What kind of tax return does an LLC file?

Generally, a LLC files the same federal tax form as a partnership: form 1065. If you are a single-owner LLC, the IRS treats your LLC as a sole proprietorship. You report profits on a Schedule C as part of your individual 1040 tax return. You also pay self-employment taxes on LLC net income just as you would with any self-employment business. Individual members may also be liable for self-employment Social Security taxes filed on Schedule SE of form 1040. A LLC may also be required to make estimated income tax payments. In most cases, if you expect to owe $1000 in federal taxes for the year after subtracting any withholding and tax credits, you must file a form 1040-ES for each quarter with the IRS. Lastly, the IRS has determined that an LLC meeting certain requirements may be taxed as a "pass through" entity like a partnership or S corporation. This means that the LLC's profits and losses flow through to the LLC members. Many of the restrictions placed on S corporations, such as limits as to the number of shareholders, do not exist for an LLC. The state income tax treatment of LLC profits is the same in most states. Before forming an LLC, you should go online to your state's Revenue or Tax Department website to determine the applicable tax regulations.

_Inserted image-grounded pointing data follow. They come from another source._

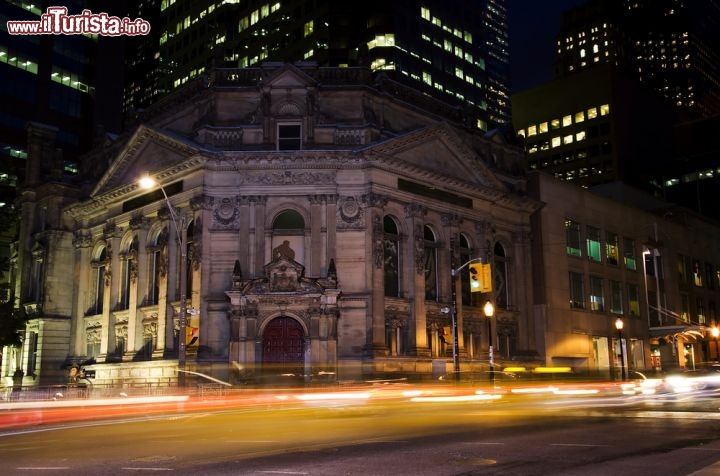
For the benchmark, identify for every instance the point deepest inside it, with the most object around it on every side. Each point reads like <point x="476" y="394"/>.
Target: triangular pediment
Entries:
<point x="288" y="77"/>
<point x="438" y="149"/>
<point x="146" y="151"/>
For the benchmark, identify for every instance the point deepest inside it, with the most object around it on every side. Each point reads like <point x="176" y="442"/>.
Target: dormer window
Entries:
<point x="289" y="136"/>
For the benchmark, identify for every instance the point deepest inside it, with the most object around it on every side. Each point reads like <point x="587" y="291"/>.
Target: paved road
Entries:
<point x="508" y="436"/>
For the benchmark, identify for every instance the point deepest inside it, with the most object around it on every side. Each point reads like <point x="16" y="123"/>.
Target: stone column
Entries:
<point x="82" y="299"/>
<point x="414" y="270"/>
<point x="375" y="340"/>
<point x="449" y="260"/>
<point x="138" y="287"/>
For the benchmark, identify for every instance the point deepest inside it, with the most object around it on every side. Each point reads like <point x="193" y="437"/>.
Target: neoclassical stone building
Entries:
<point x="322" y="211"/>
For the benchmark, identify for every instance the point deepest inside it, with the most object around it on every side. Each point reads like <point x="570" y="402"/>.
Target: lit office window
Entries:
<point x="597" y="297"/>
<point x="593" y="244"/>
<point x="572" y="237"/>
<point x="577" y="291"/>
<point x="633" y="301"/>
<point x="629" y="253"/>
<point x="616" y="297"/>
<point x="612" y="248"/>
<point x="387" y="39"/>
<point x="289" y="137"/>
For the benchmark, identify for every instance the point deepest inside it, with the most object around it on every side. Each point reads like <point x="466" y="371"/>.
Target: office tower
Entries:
<point x="454" y="50"/>
<point x="595" y="127"/>
<point x="47" y="79"/>
<point x="657" y="65"/>
<point x="668" y="45"/>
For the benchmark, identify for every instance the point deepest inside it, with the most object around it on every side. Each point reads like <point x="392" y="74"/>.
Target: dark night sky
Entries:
<point x="534" y="24"/>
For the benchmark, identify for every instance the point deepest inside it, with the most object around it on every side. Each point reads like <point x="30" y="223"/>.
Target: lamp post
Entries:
<point x="489" y="310"/>
<point x="148" y="182"/>
<point x="453" y="311"/>
<point x="619" y="325"/>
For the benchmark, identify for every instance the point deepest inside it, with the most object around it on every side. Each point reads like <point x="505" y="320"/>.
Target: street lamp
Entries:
<point x="619" y="325"/>
<point x="453" y="312"/>
<point x="148" y="182"/>
<point x="489" y="309"/>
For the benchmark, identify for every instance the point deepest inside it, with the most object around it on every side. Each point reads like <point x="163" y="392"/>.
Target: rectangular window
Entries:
<point x="593" y="244"/>
<point x="32" y="353"/>
<point x="616" y="297"/>
<point x="612" y="248"/>
<point x="577" y="291"/>
<point x="289" y="137"/>
<point x="709" y="276"/>
<point x="572" y="237"/>
<point x="597" y="297"/>
<point x="685" y="307"/>
<point x="633" y="302"/>
<point x="700" y="306"/>
<point x="683" y="263"/>
<point x="697" y="273"/>
<point x="629" y="253"/>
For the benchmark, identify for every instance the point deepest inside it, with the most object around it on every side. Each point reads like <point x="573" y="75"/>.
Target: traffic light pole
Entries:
<point x="453" y="312"/>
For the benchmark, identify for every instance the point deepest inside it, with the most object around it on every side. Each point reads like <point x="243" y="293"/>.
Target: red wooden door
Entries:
<point x="283" y="347"/>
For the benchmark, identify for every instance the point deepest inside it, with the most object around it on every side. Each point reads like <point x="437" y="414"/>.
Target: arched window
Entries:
<point x="391" y="255"/>
<point x="288" y="235"/>
<point x="99" y="268"/>
<point x="500" y="277"/>
<point x="189" y="251"/>
<point x="156" y="265"/>
<point x="129" y="273"/>
<point x="464" y="255"/>
<point x="430" y="266"/>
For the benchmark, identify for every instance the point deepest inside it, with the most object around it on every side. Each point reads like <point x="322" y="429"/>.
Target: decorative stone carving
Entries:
<point x="378" y="245"/>
<point x="289" y="177"/>
<point x="350" y="214"/>
<point x="451" y="219"/>
<point x="419" y="250"/>
<point x="415" y="210"/>
<point x="82" y="239"/>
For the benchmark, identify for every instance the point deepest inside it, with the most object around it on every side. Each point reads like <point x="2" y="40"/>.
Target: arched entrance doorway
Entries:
<point x="283" y="348"/>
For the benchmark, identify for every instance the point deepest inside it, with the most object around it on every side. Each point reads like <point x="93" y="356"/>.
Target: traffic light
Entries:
<point x="480" y="278"/>
<point x="475" y="277"/>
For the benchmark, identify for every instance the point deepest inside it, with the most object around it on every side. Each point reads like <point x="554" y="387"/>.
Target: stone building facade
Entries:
<point x="322" y="211"/>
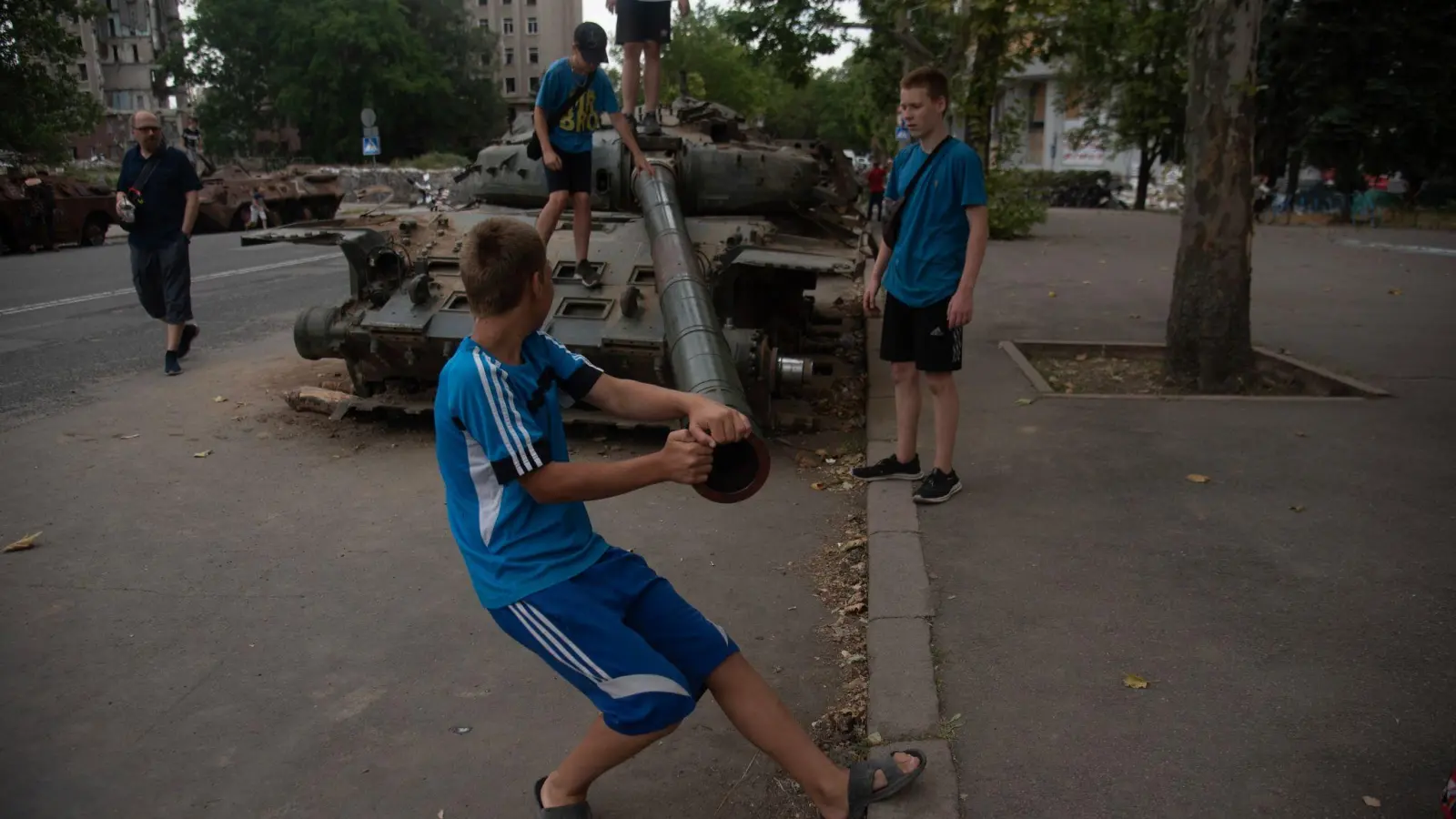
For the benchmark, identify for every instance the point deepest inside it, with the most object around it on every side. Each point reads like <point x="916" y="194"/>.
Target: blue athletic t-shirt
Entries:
<point x="929" y="251"/>
<point x="572" y="135"/>
<point x="495" y="423"/>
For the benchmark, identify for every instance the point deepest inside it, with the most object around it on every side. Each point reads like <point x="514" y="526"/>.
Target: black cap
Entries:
<point x="592" y="41"/>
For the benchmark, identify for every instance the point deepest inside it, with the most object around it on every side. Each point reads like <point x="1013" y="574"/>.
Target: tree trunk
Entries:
<point x="1208" y="318"/>
<point x="1145" y="169"/>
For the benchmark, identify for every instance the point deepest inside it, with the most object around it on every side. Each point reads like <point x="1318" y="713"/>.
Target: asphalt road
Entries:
<point x="70" y="318"/>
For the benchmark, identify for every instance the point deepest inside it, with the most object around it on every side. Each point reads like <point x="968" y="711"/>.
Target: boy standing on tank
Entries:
<point x="567" y="145"/>
<point x="596" y="614"/>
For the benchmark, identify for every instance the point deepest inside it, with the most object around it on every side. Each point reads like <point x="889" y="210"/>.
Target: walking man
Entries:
<point x="877" y="189"/>
<point x="929" y="278"/>
<point x="644" y="26"/>
<point x="572" y="96"/>
<point x="160" y="187"/>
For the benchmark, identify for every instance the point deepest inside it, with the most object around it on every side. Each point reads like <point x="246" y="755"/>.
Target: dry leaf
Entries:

What are the advantages of a Limited Liability Company?

One advantage of an LLC over a C corporation is the difference in taxation. The most apparent advantage that an LLC has over a C corporation is the pass-through aspect of taxable income and loss to its members. LLCs eliminate the double taxation suffered by corporations. C corporations are taxed once on earnings at the corporate level and again on dividends and appreciated property at the shareholder level. Additionally, LLCs can specially allocate items of income, gain, loss, deductions, and distributions pursuant to the operating agreement. Lastly, unlike C corporations, LLCs are not subject to accumulated earning taxes and personal holding company taxes that may be imposed on C corporations.

In addition to the tax benefits, LLCs have far less cumbersome record-keeping requirements than corporations. The members of a LLC are also protected from personal liability for the acts of the LLC. The relaxed tax regulations along with the limited liability create a favorable business form for many.